Bu konuda seçme şansı olan hiç kimse sürekli tehlike içinde yaşamayı tercih etmezdi. Sadece kaçaklar ve sürgünler bunu yapardı ve onların toplandığı yerler, sürekli şiddetle dolu, köpeklerin köpekleri yediği kamplardı.
Hemen hemen her yasak bölgenin yakınında bir çöpçü kampı vardı. Bazen birden fazla.
Xu Qing, üzerinde durduğu dağ zirvesinden aşağıdaki kampı iyi görebiliyordu. Çok büyük görünmüyordu ve tahmin etmek gerekirse nüfusu yüzlerce kişiydi.
Sabahın erken saatleriydi, ama kamp ateşlerinin dumanı havaya yükseliyordu ve yer çoktan hareketlenmişti. Bu mesafeden bile bağırışlar, küfürler, pazarlık sesleri ve vicdansız kahkahalar karışık bir şekilde duyuluyordu.
Çavuş Thunder’ın bahsettiği “konutlar” ise merkezden kenarlara doğru gittikçe daha da basit hale geliyordu. Kampın kenarlarında “evler” çadırdan başka bir şey değildi.
Kampın diğer tarafında, biraz uzakta, karanlık bir orman vardı. Ormanda sis dolaşıyordu ve muhtemelen korkunç canavarlar vardı. Güneş parlak bir şekilde parlıyordu ama ormanın karanlığını delip geçecek kadar güçlü değildi. Bu renk, Xu Qing’e insanların üzerinde ortaya çıkan siyah mutasyon lekelerini hatırlattı. Bu, şok edici ve korkunç bir düşünceydi.
“Ne düşünüyorsun?” diye sordu Çavuş Thunder.
Xu Qing bir an düşündü ve “Memleketimdeki gecekondu mahallelerine benziyor” dedi.
Çavuş Thunder güldü ve yokuş aşağı yürümeye başladı.
Xu Qing ana kamptan gözlerini ayırdı ve Çavuş Thunder’ı takip etmeye odaklandı. İkisi dağı tırmanarak indi ve doğrudan hedeflerine doğru ilerledi.
Yol boyunca birkaç kişi ile karşılaştılar. Çoğu Çavuş Thunder’a benzer giyinmişti, kıyafetleri çoğunlukla gri deriden yapılmıştı. Xu Qing, Çavuş Thunder’ı gören herkesin ona saygıyla baktığını fark etti. Gözleri Xu Qing’e kayınca ise meraklandılar. Xu Qing, bu Çavuş Thunder’ın kim olduğunu her zamankinden daha çok merak ediyordu.
Ova geçip gerçek ana kampa vardıklarında sabah geç olmuştu. Şehir surları yoktu ve sokaklar plansız bir şekilde düzenlenmiş gibiydi. Her yer tozluydu, ölü yapraklar ve çöpler her yere dağılmıştı. Her şey rastgele ve kaotik görünüyordu.
Xu Qing’in dağdan duyduğu sesler artık her yeri kaplamıştı.
Görülecek çok sayıda yapı ve çok sayıda çöp toplayıcı vardı. Bazıları Cruel Ox gibi uzun ve iri yarıydı. Bazıları zayıf ve ürkütücü görünüyordu.
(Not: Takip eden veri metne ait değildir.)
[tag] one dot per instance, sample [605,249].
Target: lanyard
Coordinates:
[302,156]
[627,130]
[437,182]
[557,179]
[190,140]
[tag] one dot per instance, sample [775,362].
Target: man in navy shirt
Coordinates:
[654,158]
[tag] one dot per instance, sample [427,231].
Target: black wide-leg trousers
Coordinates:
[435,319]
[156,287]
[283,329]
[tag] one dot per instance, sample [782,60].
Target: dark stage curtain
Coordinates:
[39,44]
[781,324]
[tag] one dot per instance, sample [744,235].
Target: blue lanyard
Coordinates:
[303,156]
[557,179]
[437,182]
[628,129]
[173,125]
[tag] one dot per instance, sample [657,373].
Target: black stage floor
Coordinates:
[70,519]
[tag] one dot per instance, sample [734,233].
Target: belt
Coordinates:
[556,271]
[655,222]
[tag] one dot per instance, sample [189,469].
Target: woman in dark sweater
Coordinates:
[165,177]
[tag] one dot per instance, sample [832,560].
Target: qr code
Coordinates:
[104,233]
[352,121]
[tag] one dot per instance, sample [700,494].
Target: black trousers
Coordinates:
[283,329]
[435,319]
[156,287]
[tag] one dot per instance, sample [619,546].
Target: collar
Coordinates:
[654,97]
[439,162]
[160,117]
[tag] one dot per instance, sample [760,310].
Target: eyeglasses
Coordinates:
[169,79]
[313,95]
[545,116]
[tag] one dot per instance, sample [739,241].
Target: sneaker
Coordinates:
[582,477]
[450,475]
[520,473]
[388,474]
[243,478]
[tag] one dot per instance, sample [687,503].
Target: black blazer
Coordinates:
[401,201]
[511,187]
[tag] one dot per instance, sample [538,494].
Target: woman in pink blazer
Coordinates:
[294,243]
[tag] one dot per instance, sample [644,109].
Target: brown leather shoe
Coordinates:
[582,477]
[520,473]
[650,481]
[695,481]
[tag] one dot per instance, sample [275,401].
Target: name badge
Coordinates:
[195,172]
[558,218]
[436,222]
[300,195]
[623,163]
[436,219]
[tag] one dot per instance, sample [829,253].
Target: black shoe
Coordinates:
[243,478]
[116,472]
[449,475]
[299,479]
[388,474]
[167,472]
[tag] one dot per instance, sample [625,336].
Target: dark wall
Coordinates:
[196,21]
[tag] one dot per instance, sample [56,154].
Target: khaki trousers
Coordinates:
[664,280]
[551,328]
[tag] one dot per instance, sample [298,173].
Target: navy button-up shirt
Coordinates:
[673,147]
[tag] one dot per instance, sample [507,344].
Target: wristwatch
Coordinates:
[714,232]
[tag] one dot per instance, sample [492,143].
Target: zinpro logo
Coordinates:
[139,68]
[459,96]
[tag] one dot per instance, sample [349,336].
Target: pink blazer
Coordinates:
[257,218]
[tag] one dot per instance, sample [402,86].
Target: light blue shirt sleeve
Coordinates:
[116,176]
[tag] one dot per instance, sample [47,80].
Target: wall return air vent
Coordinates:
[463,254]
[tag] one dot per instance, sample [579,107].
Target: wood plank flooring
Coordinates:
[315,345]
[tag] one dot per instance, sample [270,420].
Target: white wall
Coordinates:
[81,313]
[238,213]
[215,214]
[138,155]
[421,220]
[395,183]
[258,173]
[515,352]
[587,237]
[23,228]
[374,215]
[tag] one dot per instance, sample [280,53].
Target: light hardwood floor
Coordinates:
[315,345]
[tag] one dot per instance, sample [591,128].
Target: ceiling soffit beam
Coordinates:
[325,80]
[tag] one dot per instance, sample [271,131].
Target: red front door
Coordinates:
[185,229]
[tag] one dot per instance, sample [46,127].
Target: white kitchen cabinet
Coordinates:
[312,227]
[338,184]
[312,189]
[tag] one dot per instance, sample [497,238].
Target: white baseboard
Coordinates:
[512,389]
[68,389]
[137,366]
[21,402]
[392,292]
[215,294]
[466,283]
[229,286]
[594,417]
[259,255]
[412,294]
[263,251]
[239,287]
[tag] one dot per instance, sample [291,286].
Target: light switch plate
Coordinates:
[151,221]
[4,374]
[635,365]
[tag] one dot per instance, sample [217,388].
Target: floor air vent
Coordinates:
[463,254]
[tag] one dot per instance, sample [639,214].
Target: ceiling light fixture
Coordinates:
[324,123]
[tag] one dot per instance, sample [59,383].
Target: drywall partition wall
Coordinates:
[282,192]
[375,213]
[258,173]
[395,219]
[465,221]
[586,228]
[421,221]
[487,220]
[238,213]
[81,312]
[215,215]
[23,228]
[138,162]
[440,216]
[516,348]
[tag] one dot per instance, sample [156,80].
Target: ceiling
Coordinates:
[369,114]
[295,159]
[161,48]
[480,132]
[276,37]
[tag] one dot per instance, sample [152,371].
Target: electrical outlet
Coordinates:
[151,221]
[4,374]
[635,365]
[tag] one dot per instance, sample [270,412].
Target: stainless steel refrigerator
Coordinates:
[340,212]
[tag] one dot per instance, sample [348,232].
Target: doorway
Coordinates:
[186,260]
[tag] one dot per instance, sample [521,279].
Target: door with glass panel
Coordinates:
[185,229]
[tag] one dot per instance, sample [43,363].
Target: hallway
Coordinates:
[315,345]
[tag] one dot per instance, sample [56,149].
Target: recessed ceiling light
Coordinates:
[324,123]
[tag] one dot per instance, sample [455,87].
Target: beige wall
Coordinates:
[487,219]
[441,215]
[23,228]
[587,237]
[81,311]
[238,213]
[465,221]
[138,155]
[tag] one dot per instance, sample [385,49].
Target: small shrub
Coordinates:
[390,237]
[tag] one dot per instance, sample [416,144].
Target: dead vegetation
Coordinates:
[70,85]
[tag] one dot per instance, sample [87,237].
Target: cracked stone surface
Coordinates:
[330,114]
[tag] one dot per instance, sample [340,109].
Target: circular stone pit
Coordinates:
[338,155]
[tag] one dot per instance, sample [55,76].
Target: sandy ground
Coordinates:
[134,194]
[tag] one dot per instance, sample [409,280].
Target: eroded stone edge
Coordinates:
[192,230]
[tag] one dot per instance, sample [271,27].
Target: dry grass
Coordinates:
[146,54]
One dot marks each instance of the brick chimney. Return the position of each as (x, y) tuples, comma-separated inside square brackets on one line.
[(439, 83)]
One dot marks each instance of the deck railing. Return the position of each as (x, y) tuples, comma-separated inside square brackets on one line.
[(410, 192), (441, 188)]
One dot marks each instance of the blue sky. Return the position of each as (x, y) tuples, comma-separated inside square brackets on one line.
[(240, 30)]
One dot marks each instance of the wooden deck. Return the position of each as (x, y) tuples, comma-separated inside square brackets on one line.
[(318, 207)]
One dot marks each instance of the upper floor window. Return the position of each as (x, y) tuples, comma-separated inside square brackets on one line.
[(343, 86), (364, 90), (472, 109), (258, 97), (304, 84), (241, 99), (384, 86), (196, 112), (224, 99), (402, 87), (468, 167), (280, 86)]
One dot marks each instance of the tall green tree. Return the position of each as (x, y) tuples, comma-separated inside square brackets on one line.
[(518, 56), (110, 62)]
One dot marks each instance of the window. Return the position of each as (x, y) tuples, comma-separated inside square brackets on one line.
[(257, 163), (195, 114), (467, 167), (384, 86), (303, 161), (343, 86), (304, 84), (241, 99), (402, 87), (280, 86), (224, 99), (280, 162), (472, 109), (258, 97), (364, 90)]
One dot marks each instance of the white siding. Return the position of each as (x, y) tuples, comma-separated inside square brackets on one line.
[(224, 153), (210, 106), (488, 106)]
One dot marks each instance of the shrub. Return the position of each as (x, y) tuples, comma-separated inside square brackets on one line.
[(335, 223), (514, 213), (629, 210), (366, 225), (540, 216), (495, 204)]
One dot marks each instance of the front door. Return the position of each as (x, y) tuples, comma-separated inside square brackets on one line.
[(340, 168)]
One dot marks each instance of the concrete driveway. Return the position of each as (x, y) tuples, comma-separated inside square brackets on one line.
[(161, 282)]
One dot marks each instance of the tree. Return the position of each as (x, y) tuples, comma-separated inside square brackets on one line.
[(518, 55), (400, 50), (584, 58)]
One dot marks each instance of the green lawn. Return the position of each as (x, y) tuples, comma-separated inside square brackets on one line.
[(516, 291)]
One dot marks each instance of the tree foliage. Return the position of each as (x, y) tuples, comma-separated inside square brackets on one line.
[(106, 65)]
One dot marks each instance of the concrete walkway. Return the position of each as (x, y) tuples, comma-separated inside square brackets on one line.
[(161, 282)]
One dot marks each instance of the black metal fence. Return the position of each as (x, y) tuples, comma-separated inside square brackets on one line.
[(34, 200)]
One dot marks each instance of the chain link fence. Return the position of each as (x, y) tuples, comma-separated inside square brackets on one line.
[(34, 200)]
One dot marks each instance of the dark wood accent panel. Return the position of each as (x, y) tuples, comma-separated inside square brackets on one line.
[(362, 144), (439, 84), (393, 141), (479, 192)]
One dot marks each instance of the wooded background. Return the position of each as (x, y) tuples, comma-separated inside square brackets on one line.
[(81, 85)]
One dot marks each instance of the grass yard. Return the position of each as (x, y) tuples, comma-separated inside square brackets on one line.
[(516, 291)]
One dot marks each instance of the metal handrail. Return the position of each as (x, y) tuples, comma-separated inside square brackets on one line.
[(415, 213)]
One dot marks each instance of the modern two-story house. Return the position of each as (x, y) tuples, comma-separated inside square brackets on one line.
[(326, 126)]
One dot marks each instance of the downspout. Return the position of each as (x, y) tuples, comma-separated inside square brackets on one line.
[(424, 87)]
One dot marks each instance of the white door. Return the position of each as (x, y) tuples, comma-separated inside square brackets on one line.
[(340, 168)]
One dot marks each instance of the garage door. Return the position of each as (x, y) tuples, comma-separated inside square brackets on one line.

Diğerleri sarhoş ya da uyuyor gibi görünüyordu, ama aynı zamanda tehditkar da görünüyorlardı. Xu Qing gibi, yolun kenarında durup boş boş gökyüzüne bakan gençler bile vardı. Az sayıda deforme olmuş ya da sakat insanlar da vardı.
Xu Qing yürürken, birçok insandan gelen ruh gücü dalgalanmalarını fark etti ve göz bebekleri küçüldü.
Her türden insan vardı, bazıları alışveriş yapıyordu, bazıları kavga ediyordu, diğerleri ise sadece güneşin tadını çıkarıyordu.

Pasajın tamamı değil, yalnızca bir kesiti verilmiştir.